[PATCH] QRCU with lockless fastpath

From: Paul E. McKenney
Date: Sun Feb 25 2007 - 01:24:04 EST


Hello!

This is an updated version of Oleg Nesterov's QRCU that avoids the
earlier lock acquisition on the synchronize_qrcu() fastpath. This passes
rcutorture on x86 and the weakly ordered POWER. A promela model of the
code passes as noted before for 2 readers and 3 updaters and for 3 readers
and 2 updaters. 3 readers and 3 updaters runs every machine that I have
access to out of memory -- nothing like a little combinatorial explosion!
However, after some thought, the proof ended up being simple enough:

1. If synchronize_qrcu() exits too soon, then by definition
there has been a reader present during synchronize_srcu()'s
full execution.

2. The counter corresponding to this reader will be at least
1 at all times.

3. The synchronize_qrcu() code forces at least one of the counters
to be at least one at all times -- if there is a reader, the
sum will be at least two. (Unfortunately, we cannot fetch
the pair of counters atomically.)

4. Therefore, the only way that synchronize_qrcu()s fastpath can
see a sum of 1 is if it races with another synchronize_qrcu() --
the first synchronize_qrcu() must read one of the counters before
the second synchronize_qrcu() increments it, and must read the
other counter after the second synchronize_qrcu() decrements it.
There can be at most one reader present through this entire
operation -- otherwise, the first synchronize_qrcu() will see
a sum of 2 or greater.

5. But the second synchronize_qrcu() will not release the mutex
until after the reader is done.
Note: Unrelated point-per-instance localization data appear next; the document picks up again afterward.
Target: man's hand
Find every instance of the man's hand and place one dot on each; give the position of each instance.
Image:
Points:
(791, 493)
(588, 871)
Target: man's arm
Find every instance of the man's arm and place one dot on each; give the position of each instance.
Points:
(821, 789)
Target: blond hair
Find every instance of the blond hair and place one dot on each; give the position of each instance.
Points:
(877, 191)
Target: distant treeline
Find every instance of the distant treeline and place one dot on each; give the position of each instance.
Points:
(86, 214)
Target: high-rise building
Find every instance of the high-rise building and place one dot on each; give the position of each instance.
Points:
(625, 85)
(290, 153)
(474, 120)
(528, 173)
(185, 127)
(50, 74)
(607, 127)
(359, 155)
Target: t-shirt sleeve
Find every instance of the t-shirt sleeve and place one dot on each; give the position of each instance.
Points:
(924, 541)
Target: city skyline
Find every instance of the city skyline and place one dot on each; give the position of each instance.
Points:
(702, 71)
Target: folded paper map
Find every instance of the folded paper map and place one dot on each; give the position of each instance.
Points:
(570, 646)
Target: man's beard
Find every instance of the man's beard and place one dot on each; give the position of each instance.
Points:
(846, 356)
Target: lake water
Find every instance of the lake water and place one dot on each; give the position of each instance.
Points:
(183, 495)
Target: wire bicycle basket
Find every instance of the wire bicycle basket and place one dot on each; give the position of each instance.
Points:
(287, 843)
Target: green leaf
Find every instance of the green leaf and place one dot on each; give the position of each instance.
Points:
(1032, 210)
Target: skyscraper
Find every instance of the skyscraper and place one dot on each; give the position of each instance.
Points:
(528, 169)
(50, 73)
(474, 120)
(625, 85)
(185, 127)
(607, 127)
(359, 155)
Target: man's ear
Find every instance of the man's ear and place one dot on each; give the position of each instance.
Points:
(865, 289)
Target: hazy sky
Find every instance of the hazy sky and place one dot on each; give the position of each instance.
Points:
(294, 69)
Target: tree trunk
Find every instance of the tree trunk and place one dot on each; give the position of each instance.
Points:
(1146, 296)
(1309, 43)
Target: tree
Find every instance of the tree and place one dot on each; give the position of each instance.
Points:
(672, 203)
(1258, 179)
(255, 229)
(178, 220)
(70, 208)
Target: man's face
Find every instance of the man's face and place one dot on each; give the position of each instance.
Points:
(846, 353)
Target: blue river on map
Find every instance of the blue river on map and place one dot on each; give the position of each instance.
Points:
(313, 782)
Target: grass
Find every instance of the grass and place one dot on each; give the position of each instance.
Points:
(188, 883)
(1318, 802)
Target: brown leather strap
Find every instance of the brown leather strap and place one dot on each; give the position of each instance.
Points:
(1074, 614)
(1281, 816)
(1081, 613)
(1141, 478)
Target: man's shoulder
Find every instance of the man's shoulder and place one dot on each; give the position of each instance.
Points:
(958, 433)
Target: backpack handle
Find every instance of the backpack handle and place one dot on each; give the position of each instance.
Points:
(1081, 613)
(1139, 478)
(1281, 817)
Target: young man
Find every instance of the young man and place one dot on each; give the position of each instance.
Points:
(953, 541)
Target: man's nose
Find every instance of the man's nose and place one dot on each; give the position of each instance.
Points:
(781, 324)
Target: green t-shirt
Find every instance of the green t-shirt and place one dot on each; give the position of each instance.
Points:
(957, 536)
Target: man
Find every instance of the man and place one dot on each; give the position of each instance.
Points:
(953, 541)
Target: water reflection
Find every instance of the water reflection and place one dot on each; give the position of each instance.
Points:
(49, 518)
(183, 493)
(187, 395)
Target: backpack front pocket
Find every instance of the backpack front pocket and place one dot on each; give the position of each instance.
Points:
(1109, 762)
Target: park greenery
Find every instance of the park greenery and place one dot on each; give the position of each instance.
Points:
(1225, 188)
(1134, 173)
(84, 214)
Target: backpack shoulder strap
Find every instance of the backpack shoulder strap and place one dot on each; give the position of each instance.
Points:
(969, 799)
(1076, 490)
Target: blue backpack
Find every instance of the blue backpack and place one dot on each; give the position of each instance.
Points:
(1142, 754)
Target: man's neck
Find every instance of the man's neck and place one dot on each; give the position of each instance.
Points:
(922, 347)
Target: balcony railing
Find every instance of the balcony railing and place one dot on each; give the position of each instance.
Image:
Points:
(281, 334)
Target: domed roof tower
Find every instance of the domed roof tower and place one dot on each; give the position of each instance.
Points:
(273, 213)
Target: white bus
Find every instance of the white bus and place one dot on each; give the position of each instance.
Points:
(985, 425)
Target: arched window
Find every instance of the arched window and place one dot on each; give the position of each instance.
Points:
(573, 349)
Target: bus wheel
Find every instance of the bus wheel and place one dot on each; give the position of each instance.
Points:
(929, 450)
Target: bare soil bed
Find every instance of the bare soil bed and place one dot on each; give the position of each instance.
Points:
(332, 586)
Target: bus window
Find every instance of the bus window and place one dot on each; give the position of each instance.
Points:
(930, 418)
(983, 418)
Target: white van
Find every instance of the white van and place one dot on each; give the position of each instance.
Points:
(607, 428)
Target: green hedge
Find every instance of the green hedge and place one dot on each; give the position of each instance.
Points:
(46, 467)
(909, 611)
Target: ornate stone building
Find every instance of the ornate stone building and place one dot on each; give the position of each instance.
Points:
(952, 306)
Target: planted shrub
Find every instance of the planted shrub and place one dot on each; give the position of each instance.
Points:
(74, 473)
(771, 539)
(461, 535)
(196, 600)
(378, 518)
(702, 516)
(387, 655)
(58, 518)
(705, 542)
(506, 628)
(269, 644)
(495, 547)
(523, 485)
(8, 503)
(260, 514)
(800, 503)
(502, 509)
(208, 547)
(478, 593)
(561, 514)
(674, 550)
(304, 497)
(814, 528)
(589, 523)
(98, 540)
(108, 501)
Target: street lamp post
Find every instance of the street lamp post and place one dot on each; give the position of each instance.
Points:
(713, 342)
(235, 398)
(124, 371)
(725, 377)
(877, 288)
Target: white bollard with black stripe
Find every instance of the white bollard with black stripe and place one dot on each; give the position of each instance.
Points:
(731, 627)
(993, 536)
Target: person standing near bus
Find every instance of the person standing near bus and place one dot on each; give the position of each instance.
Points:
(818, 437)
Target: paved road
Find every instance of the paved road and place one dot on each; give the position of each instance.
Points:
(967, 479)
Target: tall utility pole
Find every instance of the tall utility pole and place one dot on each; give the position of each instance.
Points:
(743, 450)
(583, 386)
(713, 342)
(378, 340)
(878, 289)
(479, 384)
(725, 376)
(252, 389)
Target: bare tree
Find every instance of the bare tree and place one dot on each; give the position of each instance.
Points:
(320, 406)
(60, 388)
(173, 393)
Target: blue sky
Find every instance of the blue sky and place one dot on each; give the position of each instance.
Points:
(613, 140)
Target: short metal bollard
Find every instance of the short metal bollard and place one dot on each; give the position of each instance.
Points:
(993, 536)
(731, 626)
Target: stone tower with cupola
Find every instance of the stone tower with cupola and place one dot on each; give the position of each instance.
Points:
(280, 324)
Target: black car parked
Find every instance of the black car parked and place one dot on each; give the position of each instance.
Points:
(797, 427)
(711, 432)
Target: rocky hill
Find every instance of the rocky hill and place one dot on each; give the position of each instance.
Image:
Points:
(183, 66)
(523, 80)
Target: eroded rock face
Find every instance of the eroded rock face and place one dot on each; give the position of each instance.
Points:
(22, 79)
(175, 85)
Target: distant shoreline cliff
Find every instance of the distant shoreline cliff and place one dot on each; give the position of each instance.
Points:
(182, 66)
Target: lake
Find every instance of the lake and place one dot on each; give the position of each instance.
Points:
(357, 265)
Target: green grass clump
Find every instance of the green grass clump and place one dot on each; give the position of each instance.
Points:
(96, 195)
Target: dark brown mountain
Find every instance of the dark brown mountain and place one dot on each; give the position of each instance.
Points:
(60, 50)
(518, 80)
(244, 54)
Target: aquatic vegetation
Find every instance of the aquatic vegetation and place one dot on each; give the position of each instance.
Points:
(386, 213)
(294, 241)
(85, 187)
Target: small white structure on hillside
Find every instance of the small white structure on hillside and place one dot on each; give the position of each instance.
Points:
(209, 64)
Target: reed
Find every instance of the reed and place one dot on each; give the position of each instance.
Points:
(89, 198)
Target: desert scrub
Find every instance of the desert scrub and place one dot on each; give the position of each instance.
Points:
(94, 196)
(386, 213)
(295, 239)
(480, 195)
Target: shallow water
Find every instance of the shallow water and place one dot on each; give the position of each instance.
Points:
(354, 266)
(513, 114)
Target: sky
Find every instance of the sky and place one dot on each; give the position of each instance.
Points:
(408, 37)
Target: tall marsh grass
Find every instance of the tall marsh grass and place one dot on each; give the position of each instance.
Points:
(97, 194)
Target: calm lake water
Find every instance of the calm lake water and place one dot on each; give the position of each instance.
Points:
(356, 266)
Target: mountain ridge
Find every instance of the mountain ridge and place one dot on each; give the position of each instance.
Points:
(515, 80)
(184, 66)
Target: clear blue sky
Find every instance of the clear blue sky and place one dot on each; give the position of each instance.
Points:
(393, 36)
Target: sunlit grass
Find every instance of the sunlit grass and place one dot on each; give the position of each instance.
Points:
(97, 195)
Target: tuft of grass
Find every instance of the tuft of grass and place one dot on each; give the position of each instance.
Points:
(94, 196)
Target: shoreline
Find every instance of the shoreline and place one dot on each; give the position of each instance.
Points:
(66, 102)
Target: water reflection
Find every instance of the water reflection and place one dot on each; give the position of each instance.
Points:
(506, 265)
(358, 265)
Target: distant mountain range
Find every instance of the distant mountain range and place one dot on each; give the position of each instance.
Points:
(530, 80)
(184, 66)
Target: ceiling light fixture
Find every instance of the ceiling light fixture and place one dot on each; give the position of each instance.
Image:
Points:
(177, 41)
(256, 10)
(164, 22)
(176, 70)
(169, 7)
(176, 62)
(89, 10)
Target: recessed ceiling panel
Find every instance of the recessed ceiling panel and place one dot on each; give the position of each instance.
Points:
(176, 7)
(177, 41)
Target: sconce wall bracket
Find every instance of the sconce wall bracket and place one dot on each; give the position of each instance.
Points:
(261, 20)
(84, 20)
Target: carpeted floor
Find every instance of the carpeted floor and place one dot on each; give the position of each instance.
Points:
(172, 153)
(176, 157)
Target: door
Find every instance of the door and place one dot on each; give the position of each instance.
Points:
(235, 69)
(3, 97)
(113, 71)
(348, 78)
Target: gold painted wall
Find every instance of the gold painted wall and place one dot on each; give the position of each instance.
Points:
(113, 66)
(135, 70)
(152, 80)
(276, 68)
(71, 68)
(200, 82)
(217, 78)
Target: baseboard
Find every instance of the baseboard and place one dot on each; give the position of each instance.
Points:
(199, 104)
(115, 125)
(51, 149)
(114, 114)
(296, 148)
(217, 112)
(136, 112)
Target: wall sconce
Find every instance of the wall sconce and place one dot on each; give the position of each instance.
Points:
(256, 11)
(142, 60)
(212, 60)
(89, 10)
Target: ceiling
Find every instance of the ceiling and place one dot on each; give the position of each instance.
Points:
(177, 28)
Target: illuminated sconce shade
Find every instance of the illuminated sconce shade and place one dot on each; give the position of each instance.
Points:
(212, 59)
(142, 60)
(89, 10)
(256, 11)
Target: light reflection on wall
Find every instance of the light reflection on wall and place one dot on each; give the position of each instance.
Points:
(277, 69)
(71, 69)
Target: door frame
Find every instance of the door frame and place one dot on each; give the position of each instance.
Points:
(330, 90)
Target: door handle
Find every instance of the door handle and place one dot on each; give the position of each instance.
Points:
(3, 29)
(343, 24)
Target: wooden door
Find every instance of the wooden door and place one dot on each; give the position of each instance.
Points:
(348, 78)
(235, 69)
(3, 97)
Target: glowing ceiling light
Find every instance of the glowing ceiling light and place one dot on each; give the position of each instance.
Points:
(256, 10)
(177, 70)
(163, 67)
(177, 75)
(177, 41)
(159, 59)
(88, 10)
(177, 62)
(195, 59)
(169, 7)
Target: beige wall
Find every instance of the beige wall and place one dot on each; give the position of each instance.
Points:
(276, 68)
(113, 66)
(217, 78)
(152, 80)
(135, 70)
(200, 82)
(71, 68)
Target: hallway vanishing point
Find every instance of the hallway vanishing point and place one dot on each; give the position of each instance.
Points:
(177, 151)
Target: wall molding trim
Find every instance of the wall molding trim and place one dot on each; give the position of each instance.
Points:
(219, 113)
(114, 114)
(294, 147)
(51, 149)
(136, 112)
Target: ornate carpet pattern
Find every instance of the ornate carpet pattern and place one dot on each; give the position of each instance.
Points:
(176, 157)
During this time, the first
synchronize_qrcu() will always see a sum of at least 2, and
therefore cannot take the remainder of the fastpath until the
reader is done.

6. Because the second synchronize_qrcu() holds the mutex, no other
synchronize_qrcu() can manipulate the counters until the reader
is done. A repeat of the race called out in #4 above therefore
cannot happen until after the reader is done, in which case it
is safe for the first synchronize_qrcu() to proceed.

Therefore, two summations of the counter separated by a memory barrier
suffices and the implementation shown below also suffices.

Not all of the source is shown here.